Reviewing the proper documentation can be more important to a reliable home mortgage loan prequalification* than looking at credit. Most people have some idea of their credit and credit requirements. Critical questions which should be addressed early involve employment and address history, income and asset sources, and loan objectives.
Documents should be reviewed completely:
Paystubs – consecutive paystubs identify the employer, pay period, pay type, amount of overtime, consistency of hours works, unusual deductions
W2s – for 2 years, verify work and address history, income earned and that the income is W2 earnings and not contracted income
Full tax returns – all schedules for most recent 2 years, show unusual deductions, other income sources, self employment, other property, dependents
Full bank statements – most recent two months, shows assets for closing, identifies unusual deposits that might require explanation, unusual deductions for undisclosed obligations, name and address information
Driver’s license – name and address information, identity verification
If any of these documents are not readily available, that may suggest the loan approval will be difficult.

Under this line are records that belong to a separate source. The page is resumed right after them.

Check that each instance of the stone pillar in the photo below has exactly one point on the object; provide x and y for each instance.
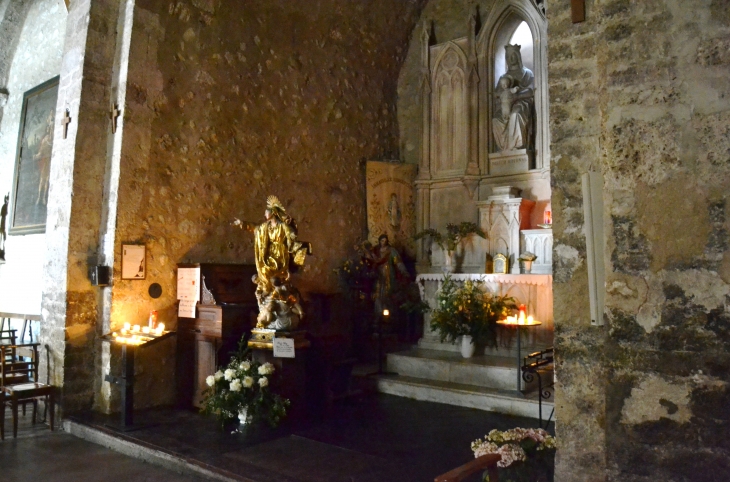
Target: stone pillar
(502, 216)
(71, 307)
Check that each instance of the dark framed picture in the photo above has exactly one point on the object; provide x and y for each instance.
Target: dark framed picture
(33, 159)
(134, 261)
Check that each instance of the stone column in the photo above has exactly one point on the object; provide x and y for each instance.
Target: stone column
(71, 307)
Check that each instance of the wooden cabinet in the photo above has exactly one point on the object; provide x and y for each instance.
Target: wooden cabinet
(205, 344)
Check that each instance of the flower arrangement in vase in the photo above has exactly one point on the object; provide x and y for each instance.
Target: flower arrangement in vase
(242, 391)
(450, 240)
(468, 310)
(527, 454)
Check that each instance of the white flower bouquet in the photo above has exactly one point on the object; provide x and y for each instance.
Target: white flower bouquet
(242, 391)
(527, 453)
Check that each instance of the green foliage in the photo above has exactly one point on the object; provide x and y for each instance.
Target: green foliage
(243, 386)
(469, 310)
(527, 454)
(453, 235)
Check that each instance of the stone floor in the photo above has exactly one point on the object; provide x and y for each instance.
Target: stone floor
(373, 438)
(39, 454)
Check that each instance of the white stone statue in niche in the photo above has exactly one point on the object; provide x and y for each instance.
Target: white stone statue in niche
(515, 98)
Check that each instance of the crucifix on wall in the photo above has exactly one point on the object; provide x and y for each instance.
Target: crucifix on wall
(578, 10)
(65, 121)
(113, 115)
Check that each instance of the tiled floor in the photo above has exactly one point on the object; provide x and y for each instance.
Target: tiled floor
(371, 439)
(39, 454)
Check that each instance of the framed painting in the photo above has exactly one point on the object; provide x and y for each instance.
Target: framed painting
(33, 159)
(134, 257)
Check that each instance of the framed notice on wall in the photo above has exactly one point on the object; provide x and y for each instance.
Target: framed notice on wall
(134, 261)
(33, 159)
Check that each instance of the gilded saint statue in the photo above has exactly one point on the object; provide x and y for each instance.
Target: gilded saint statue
(277, 251)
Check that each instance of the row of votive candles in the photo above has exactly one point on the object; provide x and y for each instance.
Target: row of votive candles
(520, 320)
(136, 329)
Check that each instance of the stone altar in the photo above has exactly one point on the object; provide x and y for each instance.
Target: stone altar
(533, 290)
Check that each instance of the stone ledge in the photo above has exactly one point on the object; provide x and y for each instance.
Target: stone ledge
(491, 400)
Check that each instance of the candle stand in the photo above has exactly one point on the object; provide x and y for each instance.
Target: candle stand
(130, 341)
(519, 355)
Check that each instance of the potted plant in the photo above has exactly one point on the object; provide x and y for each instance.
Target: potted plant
(527, 454)
(242, 391)
(470, 312)
(450, 240)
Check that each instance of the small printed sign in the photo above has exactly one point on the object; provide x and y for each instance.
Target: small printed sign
(283, 348)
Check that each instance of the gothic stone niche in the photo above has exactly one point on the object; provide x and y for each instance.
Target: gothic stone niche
(502, 216)
(391, 206)
(540, 243)
(450, 109)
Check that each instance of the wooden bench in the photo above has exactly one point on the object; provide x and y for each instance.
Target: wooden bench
(26, 330)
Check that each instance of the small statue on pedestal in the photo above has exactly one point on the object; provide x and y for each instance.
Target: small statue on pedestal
(514, 100)
(277, 250)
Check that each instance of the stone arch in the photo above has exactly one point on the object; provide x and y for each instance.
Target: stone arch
(449, 111)
(504, 17)
(13, 14)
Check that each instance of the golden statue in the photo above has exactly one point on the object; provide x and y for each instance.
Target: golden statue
(276, 250)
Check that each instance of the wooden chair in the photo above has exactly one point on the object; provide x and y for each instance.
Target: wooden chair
(488, 462)
(19, 383)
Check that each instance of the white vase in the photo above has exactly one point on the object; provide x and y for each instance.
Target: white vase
(467, 346)
(243, 417)
(448, 262)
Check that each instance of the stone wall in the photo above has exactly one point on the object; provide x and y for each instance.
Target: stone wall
(30, 53)
(228, 103)
(640, 92)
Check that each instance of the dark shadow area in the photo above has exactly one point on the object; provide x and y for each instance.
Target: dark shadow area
(371, 438)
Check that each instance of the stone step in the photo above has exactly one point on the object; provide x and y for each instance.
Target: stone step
(443, 366)
(482, 398)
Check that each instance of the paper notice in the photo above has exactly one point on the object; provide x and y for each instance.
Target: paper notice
(283, 348)
(188, 291)
(188, 284)
(186, 308)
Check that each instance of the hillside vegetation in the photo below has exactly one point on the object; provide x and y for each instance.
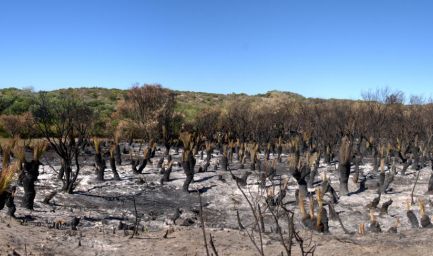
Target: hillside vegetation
(103, 101)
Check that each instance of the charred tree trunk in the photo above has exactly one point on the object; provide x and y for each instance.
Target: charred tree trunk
(114, 168)
(31, 173)
(430, 181)
(118, 155)
(167, 171)
(188, 164)
(7, 198)
(100, 166)
(344, 165)
(375, 160)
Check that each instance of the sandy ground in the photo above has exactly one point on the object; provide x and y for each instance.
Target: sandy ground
(102, 206)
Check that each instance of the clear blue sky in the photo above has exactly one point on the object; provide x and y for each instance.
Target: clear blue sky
(322, 48)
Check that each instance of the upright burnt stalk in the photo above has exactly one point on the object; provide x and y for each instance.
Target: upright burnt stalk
(253, 150)
(30, 172)
(99, 160)
(117, 152)
(7, 192)
(430, 181)
(345, 155)
(167, 170)
(113, 154)
(188, 160)
(279, 149)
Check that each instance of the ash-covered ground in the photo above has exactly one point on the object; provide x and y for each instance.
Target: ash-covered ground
(104, 206)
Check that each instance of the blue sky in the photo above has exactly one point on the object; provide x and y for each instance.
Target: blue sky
(322, 48)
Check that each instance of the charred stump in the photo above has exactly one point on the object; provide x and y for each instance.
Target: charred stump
(31, 173)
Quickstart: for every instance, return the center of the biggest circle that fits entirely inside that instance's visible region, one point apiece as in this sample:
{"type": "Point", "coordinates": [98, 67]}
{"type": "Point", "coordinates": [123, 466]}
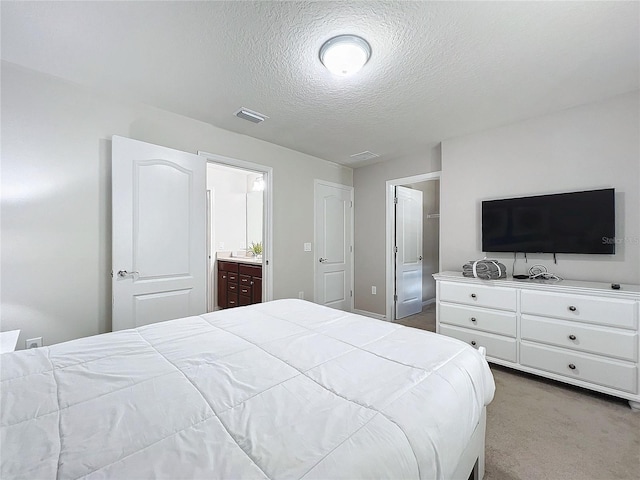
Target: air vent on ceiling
{"type": "Point", "coordinates": [250, 115]}
{"type": "Point", "coordinates": [362, 156]}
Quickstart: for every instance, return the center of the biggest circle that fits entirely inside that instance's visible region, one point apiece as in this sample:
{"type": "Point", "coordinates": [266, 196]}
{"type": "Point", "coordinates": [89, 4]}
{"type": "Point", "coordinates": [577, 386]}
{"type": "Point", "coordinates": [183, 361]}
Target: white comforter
{"type": "Point", "coordinates": [286, 389]}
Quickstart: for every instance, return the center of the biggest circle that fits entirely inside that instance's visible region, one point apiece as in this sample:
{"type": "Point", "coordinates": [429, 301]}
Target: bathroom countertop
{"type": "Point", "coordinates": [249, 260]}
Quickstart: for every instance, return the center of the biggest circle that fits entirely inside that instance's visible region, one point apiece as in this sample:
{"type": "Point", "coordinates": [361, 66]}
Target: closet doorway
{"type": "Point", "coordinates": [413, 247]}
{"type": "Point", "coordinates": [239, 229]}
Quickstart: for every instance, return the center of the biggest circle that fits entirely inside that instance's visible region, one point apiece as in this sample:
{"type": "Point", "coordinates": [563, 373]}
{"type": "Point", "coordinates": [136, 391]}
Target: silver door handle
{"type": "Point", "coordinates": [124, 273]}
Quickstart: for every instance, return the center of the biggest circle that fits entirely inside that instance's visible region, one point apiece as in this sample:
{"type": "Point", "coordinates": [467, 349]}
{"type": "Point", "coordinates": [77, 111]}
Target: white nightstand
{"type": "Point", "coordinates": [8, 340]}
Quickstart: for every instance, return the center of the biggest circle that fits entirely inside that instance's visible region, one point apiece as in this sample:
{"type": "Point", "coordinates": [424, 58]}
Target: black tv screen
{"type": "Point", "coordinates": [576, 222]}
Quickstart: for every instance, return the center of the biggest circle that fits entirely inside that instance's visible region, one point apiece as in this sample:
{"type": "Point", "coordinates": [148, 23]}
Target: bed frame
{"type": "Point", "coordinates": [471, 464]}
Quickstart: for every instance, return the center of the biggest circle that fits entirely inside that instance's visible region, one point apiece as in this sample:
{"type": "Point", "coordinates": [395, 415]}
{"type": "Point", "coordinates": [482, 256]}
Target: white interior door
{"type": "Point", "coordinates": [333, 239]}
{"type": "Point", "coordinates": [408, 252]}
{"type": "Point", "coordinates": [158, 232]}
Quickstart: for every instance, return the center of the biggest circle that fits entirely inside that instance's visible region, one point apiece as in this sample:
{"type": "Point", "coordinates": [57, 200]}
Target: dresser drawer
{"type": "Point", "coordinates": [493, 321]}
{"type": "Point", "coordinates": [578, 366]}
{"type": "Point", "coordinates": [617, 313]}
{"type": "Point", "coordinates": [497, 346]}
{"type": "Point", "coordinates": [478, 295]}
{"type": "Point", "coordinates": [591, 339]}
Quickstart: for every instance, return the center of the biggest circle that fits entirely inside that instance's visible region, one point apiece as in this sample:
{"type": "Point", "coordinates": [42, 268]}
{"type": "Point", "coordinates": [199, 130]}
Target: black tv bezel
{"type": "Point", "coordinates": [611, 244]}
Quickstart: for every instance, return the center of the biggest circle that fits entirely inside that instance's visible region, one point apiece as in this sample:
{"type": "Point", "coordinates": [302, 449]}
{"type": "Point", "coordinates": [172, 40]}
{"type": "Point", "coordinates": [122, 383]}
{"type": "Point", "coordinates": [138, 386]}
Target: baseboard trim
{"type": "Point", "coordinates": [377, 316]}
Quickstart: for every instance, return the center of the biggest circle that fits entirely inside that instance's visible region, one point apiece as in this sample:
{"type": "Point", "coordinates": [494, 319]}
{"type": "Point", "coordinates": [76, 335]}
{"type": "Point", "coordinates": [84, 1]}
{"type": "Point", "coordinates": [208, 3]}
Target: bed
{"type": "Point", "coordinates": [284, 389]}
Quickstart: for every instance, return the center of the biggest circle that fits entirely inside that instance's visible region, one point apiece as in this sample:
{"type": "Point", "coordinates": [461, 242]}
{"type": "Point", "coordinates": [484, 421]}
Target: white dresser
{"type": "Point", "coordinates": [583, 333]}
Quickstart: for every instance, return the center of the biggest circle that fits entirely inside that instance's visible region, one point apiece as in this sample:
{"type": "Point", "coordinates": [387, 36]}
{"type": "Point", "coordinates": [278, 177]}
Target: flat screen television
{"type": "Point", "coordinates": [576, 222]}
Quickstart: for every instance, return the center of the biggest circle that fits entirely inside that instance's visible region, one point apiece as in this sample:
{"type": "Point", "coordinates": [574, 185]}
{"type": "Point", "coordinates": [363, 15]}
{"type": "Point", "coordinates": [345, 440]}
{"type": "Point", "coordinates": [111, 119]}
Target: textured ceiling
{"type": "Point", "coordinates": [438, 69]}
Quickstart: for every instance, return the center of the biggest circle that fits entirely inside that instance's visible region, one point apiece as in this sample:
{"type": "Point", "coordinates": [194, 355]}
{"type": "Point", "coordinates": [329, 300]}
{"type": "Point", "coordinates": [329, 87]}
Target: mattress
{"type": "Point", "coordinates": [284, 389]}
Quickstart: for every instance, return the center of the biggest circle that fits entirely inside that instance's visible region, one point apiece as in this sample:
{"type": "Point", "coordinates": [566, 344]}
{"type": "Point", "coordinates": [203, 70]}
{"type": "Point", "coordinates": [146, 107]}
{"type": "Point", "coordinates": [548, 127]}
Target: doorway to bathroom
{"type": "Point", "coordinates": [413, 249]}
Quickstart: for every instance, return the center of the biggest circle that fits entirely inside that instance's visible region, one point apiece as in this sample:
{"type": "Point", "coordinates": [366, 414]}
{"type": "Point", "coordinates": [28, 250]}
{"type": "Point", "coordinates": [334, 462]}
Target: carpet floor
{"type": "Point", "coordinates": [542, 429]}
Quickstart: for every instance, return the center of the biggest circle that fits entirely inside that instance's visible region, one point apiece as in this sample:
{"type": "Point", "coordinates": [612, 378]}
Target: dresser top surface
{"type": "Point", "coordinates": [577, 286]}
{"type": "Point", "coordinates": [247, 260]}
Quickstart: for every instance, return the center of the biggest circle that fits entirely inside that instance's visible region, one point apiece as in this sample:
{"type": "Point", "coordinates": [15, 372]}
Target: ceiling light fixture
{"type": "Point", "coordinates": [345, 55]}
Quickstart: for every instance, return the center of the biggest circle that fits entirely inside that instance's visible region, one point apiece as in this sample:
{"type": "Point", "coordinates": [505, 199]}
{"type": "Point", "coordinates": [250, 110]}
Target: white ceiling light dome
{"type": "Point", "coordinates": [345, 55]}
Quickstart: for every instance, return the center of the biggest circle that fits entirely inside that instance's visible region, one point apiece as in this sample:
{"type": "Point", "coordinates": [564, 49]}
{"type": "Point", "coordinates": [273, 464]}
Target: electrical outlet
{"type": "Point", "coordinates": [33, 342]}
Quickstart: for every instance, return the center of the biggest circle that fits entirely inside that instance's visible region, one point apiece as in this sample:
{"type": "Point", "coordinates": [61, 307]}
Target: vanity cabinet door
{"type": "Point", "coordinates": [222, 288]}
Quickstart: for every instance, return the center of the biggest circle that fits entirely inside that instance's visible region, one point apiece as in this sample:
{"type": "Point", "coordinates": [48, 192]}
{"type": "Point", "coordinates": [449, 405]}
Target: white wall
{"type": "Point", "coordinates": [56, 201]}
{"type": "Point", "coordinates": [229, 207]}
{"type": "Point", "coordinates": [430, 236]}
{"type": "Point", "coordinates": [370, 223]}
{"type": "Point", "coordinates": [588, 147]}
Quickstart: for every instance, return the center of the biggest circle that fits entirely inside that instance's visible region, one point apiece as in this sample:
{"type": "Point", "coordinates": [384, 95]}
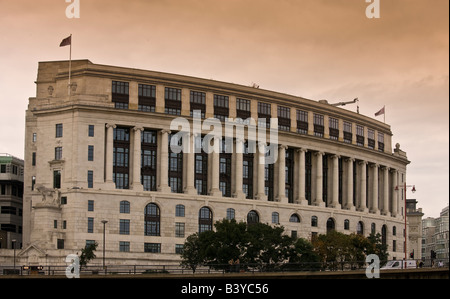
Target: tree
{"type": "Point", "coordinates": [302, 257]}
{"type": "Point", "coordinates": [87, 254]}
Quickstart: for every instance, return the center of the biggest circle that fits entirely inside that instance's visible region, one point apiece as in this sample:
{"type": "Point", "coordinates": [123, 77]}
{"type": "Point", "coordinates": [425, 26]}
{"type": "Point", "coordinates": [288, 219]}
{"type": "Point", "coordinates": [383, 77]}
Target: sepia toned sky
{"type": "Point", "coordinates": [316, 49]}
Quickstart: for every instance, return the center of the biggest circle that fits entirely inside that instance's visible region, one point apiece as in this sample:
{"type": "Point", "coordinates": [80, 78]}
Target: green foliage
{"type": "Point", "coordinates": [266, 248]}
{"type": "Point", "coordinates": [87, 254]}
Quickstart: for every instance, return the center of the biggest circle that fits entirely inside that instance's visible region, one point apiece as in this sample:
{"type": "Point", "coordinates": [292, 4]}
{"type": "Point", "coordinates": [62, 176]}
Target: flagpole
{"type": "Point", "coordinates": [70, 63]}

Lenders review all documentation thoroughly, looking for any discrepancy. A too quick prequalification is simply not reliable. Asset documentation and pay stubs most frequently can bring unexpected complications during your loan approval process. A good initial prequalification review of your documents is essential for your smooth closing.
*A pre-qualification is not an approval of credit and does not signify that underwriting requirements have been met.